The invention relates to a method for automated language analysis based on word-selection and to
a language analysis apparatus.
Psycholinguistics or the psychology of language is concerned with the processes of language acquisition, language comprehension (knowledge of the language) and language production:                Language acquisition: how can children pick up and apply linguistic knowledge?        Language comprehension: what means and what knowledge are used to grasp and establish the meanings and sense of words, sentences and texts?        Language production: how can language be articulated in a way that conveys meaning?        
Language psychologists distinguish four successive stages in these processes:    (1) Conceptualization of an idea, thought or feeling to be expressed    (2) Creation of a linguistic procedure    (3) Articulation as the implementation of the procedure    (4) Monitoring of the articulation
These processes are concerned with the cognitive, thought-based and knowledge-based aspects of language. Yet the question of how personality is expressed in language was for many years of almost no interest to psychologists, with the exception of Freud, whose theses still have no empirical basis, however.
In addition to context-based qualitative analysis models, some of which were extremely time-consuming and resource-intensive and which were geared towards relatively large language units such as sentences and entire texts, there emerged in the 1960s and 1970s with the advent of the computer, automated analysis techniques known as “word-count methods”, which used an objective, quantitative approach and were based on small language units.
U.S. Pat. No. 5,696,981 B1 discloses a method and a language analysis apparatus for automated personality analysis based on word selection. A program stored on a personal computer contains lists of keywords, each list comprising a multiplicity of words associated with one of six personality types. For the purpose of the personality analysis, a language file is recorded which comprises a multiplicity of words of a person who is meant to be analyzed. The words may originate, for example, from a questionnaire, a monologue or a text written by the person. They are entered in the computer system as a text, or for a monologue converted automatically into a language file by voice recognition. As part of the automated personality analysis, the language file is examined to determine whether it contains keywords from the six lists of keywords. This involves a multistage process in which the keywords identified in the language file are weighted and associated with one of the six personality types according to context on the basis of the keywords contained in the six lists. For the output of the result of the personality analysis, the weighted keywords are summated for each of the six personality types, and the association of the personality to the six personality types is made as a percentage, in particular represented in a bar chart.

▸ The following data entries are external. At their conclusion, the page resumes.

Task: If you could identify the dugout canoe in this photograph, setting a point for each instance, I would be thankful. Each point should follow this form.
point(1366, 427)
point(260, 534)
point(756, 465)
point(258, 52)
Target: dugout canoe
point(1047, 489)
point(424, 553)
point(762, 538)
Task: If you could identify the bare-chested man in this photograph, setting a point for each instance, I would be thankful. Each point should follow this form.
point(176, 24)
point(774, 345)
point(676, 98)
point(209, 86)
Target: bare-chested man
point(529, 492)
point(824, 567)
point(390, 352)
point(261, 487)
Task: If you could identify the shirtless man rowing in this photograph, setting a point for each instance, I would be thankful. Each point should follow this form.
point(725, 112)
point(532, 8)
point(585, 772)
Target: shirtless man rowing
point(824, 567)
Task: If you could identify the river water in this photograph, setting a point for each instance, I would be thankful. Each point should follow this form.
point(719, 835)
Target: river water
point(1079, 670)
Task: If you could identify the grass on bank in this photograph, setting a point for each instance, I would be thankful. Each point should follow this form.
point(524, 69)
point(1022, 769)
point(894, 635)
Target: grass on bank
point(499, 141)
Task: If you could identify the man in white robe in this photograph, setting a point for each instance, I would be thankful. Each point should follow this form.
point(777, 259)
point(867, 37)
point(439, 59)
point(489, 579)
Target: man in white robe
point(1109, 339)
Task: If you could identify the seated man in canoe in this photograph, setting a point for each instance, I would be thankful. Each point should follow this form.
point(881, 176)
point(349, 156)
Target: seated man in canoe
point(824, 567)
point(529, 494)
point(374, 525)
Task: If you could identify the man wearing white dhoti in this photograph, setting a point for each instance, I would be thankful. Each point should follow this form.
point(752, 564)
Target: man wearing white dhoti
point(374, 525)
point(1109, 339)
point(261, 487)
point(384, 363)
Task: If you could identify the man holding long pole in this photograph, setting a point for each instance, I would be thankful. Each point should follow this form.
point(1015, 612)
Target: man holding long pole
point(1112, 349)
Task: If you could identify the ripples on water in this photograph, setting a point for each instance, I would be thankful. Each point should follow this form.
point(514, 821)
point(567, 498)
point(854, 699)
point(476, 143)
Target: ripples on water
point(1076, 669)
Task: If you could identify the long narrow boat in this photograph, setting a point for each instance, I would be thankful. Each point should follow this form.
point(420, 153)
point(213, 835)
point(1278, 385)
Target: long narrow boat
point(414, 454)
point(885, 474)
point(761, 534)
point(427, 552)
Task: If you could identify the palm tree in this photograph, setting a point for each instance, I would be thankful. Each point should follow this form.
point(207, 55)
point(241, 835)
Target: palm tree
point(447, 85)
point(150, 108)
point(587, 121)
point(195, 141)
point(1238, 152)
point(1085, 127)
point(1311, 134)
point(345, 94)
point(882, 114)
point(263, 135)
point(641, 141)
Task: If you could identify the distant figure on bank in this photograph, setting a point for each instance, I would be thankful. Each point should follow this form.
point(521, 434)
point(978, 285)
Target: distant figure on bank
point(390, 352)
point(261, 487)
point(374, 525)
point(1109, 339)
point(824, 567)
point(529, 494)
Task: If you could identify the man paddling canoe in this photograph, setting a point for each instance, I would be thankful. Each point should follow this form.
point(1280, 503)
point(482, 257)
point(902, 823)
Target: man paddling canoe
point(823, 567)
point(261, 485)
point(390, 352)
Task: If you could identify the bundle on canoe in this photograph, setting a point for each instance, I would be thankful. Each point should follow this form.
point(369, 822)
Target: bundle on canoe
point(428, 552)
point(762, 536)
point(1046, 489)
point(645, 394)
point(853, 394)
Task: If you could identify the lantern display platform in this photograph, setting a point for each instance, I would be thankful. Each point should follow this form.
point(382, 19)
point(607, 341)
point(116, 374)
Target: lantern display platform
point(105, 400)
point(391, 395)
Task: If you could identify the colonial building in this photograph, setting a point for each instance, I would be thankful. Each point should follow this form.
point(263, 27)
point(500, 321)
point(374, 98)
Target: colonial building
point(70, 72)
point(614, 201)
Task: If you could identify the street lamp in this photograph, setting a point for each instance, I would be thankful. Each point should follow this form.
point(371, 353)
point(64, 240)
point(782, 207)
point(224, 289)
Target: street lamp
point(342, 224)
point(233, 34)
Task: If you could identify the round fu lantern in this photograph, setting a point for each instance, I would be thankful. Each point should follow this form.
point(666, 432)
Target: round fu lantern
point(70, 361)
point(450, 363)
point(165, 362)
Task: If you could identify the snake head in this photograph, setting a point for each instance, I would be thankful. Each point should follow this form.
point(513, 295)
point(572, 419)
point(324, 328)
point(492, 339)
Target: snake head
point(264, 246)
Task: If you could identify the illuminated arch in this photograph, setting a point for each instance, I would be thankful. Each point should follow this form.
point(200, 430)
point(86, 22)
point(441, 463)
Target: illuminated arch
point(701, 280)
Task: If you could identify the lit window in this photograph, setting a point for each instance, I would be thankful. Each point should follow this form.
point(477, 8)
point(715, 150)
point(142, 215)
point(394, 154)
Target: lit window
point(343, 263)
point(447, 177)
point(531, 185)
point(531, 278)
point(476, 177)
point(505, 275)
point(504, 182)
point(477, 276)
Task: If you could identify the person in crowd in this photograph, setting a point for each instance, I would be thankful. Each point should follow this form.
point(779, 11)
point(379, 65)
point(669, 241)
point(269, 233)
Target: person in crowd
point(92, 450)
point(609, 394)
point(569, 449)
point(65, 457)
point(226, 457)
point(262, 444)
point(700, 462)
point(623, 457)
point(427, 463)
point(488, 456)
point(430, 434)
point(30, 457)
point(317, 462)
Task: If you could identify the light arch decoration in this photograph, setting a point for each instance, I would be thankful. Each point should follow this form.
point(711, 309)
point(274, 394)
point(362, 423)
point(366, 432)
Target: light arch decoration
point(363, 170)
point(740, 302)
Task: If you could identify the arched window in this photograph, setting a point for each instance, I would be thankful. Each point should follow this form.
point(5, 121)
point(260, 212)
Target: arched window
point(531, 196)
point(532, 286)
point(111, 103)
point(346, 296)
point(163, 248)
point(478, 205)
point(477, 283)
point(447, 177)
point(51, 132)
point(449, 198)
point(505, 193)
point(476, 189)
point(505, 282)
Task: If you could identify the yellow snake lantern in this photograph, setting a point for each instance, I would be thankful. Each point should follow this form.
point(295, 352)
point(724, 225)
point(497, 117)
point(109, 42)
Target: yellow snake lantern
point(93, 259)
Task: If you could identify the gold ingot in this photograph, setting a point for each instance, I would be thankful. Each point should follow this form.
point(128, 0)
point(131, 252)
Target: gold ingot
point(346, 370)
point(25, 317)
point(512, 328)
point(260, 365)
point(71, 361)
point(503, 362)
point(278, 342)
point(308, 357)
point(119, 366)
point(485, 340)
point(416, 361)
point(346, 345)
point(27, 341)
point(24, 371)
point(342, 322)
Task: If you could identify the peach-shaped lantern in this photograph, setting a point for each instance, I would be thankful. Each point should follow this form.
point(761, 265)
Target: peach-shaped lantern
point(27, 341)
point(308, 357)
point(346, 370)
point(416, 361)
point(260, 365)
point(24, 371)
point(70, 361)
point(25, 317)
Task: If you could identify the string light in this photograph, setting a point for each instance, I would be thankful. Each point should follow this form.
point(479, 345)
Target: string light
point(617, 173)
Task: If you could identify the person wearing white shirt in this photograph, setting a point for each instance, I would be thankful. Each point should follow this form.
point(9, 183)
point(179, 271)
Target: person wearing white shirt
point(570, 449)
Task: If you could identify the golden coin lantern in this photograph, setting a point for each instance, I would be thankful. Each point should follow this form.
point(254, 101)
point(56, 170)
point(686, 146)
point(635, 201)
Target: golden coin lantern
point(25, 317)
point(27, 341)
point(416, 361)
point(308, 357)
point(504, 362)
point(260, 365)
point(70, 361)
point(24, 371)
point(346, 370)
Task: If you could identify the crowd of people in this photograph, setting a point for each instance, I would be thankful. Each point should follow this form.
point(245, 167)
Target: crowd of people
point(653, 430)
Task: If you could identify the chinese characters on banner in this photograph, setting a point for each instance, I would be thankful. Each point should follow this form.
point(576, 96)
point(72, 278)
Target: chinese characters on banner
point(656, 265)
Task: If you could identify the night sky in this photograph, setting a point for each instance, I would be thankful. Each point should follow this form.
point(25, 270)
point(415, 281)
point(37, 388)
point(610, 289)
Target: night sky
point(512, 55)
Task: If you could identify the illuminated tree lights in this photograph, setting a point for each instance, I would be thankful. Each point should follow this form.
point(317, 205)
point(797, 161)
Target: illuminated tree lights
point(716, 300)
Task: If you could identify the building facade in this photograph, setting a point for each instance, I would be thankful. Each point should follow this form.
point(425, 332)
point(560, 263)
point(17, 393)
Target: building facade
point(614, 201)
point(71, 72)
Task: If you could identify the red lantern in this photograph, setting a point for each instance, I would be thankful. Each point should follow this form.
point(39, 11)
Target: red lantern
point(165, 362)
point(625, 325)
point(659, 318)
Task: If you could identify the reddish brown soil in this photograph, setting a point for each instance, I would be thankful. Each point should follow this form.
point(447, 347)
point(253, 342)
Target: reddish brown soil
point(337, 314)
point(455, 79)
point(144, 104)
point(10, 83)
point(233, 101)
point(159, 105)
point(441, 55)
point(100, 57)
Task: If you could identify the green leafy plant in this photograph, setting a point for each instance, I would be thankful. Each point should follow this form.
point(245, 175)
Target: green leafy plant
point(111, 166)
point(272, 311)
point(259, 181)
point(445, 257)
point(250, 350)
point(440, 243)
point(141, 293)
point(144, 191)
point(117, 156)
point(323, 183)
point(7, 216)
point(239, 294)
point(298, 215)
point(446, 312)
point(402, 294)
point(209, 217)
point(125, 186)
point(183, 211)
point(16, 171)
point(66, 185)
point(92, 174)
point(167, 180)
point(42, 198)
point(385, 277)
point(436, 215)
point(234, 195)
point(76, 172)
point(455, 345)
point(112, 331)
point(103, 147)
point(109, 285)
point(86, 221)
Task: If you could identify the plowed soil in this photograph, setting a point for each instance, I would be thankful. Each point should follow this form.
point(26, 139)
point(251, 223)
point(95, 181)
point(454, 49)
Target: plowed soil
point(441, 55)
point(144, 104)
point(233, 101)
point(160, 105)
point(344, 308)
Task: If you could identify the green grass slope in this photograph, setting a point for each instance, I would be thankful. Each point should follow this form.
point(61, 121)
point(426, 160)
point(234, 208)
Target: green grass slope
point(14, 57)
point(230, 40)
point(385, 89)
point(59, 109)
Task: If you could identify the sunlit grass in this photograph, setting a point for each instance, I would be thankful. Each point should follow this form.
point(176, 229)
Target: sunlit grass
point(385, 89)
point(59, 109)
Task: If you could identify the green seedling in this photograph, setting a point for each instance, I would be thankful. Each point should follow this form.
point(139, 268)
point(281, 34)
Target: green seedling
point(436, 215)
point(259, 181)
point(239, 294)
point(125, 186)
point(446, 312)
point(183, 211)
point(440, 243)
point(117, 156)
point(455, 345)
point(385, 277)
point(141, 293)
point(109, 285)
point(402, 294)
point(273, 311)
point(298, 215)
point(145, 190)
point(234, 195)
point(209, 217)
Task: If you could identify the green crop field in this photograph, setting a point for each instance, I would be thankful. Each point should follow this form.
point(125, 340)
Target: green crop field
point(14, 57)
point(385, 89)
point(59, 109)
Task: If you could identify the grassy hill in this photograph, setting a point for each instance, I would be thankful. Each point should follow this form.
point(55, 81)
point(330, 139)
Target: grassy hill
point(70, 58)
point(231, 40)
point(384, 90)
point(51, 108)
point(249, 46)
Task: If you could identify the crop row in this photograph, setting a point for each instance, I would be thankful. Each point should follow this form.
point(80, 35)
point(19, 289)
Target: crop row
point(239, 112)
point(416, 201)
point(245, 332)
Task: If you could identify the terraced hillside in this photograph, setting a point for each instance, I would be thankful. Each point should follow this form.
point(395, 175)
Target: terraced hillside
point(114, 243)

A disadvantage of the known method is that only one automated personality analysis based on word selection is possible. Other characteristics of the person from whom the language file originates cannot be determined using this method. The short keyword lists only overlap with a very small part of the recorded language files. Hence the personality analysis looks at only a small part of the language file. In addition, the keyword lists and the analysis based on said lists are static, and hence the quality of the personality analysis is highly dependent on the choice of keywords.